Parmi les quinze œuvres prochainement restituées se trouvent aussi onze dessins et une statue conservés au musée du Louvre, au musée d’Orsay et au musée du Château de Compiègne ainsi qu’un tableau d’Utrillo conservé au musée Utrillo-Valadon (“Carrefour à Sannois”).
Rendre justice sans attendre d’être saisi par les familles
Nourri des œuvres confisquées par les nazis, le marché de l’art a été florissant à Paris lors de la Seconde Guerre mondiale, comme le racontent plusieurs historiens spécialisés. En France, 100 000 œuvres d’art auraient été saisies durant la guerre de 1939-1945, selon le ministère de la Culture.

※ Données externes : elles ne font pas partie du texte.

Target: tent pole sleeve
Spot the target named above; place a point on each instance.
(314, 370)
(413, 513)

“Beaucoup de familles juives, victimes de mesures antisémites, ont été forcées de vendre leurs biens dès la fin de 1933, en Allemagne. En France, quand la vente a été organisée par le régime de Vichy, beaucoup d’archives demeuraient mais quand il s’agissait de ventes privées, il n’y avait pas de traces, les œuvres se sont retrouvées sur le marché de l’art”, rappelait aussi David Zivie, responsable de la mission de recherche et de restitution des biens culturels spoliés du ministère de la Culture, lors d’une audition par les sénateurs en janvier.

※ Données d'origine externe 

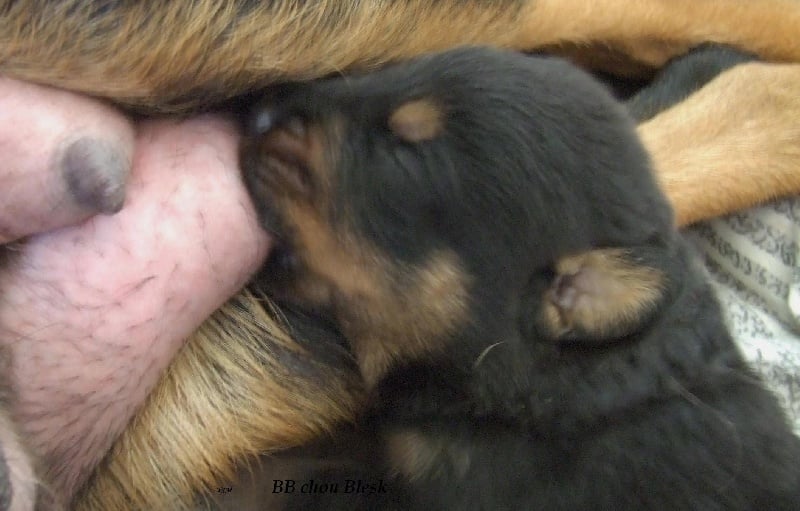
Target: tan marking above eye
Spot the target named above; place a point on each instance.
(417, 120)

Si quelque 45 000 œuvres d’arts spoliées ont été restituée à la Libération, environ 2 200 ont été sélectionnées et confiées à la garde des musées nationaux. Dites œuvres “MNR” (pour Musée nationaux récupération), ces dernières sont reconnues comme objets spoliés, elles n’appartiennent pas à l’État français, elles sont juste en dépôt dans les musées en attendant que leurs propriétaires viennent les chercher. Ces objets MNR peuvent être restitués par simple décision administrative, ce qui n’est pas le cas de ces quinze œuvres pour lesquelles il a fallu une loi sur mesure.
Environ 13 000 autres œuvres restituées à la Libération ont été vendues par l’administration des Domaines au début des années 1950. De nombreuses pièces spoliées sont ainsi retournées sur le marché de l’art.
La Commission pour l’indemnisation des victimes de spoliations assistée de la mission de recherche et de restitution des biens culturels spoliés peuvent désormais chercher à rendre justice sans attendre d’être saisie par les familles des propriétaires d’œuvres d’art spoliés, et ce avec l’appui du Parlement.